Holding back stems from some form of perceived risk. Risking vulnerability:  To show that the interaction has hurt my feelings, bruised my ego.  Risking conflict: Fear of escalation or retaliation.  Risking eating crow:  That I was wrong. What I perceived was not the intended message.  The biggest risk though is of becoming the aggressor.  By speaking up I’ll hurt their feelings. Make others  feel less than by point out their errors.  That I’ll be the bad guy and be ostracized.

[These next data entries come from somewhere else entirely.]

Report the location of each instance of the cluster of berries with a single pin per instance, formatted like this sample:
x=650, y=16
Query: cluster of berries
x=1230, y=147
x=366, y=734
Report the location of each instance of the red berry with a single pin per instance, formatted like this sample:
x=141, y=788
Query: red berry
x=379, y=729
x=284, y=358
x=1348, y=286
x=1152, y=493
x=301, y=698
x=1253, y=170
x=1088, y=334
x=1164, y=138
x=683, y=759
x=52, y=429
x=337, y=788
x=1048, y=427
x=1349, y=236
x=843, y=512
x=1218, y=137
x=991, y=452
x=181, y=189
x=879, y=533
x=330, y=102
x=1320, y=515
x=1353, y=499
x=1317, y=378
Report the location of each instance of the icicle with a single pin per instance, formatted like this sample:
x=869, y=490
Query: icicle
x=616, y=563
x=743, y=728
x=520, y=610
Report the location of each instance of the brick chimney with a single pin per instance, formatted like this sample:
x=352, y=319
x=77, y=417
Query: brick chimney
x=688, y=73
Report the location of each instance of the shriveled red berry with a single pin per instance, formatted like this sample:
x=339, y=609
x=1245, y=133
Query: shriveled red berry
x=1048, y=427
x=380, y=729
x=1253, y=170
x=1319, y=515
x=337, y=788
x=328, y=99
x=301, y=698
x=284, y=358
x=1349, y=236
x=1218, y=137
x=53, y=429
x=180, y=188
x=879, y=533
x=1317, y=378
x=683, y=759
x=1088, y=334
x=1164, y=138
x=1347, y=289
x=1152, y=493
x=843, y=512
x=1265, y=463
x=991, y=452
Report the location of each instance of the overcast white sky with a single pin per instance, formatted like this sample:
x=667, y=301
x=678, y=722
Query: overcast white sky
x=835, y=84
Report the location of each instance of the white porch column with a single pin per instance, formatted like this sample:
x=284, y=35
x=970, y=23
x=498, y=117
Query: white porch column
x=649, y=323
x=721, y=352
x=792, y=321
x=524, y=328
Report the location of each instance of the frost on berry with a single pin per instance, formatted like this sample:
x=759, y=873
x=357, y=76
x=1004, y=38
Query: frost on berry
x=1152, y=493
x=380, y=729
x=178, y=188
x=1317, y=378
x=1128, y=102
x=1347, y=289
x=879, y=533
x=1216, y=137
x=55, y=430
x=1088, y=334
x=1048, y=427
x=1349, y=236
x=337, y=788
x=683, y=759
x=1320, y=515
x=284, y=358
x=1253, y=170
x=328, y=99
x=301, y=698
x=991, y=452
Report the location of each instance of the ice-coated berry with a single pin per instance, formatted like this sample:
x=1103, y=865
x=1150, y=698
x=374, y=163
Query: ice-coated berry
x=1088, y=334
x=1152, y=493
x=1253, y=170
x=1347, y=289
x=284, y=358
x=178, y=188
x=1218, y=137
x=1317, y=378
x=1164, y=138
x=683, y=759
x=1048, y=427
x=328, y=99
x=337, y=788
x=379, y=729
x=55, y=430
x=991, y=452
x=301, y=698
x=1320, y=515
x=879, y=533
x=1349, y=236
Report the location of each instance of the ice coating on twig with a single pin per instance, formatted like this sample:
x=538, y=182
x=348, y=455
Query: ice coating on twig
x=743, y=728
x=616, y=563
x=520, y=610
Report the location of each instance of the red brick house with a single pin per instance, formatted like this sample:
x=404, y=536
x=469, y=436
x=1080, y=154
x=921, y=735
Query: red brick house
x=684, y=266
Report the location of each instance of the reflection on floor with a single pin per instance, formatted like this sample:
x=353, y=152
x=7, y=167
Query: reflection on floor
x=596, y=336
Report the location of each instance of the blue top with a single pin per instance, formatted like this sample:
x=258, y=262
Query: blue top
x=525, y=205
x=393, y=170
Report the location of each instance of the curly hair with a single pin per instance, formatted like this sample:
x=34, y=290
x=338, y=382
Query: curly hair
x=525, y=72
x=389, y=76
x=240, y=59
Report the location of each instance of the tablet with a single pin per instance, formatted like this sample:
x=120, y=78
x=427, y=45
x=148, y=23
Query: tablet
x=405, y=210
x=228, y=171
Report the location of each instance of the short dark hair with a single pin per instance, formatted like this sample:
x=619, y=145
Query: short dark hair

The need for belonging, to be accepted is hard wired.  Our ancient ancestor’s very survival depended on tribal inclusion.  The squelching of my own voice, however, is more the feminine care taking gone awry. Self-sacrifice. Be compassionate. Don’t offend. Don’t be rude. Don’t make a scene. This energy is not exclusive to women.  Men have it too.  When we bite our tongue too often for too long we do damage.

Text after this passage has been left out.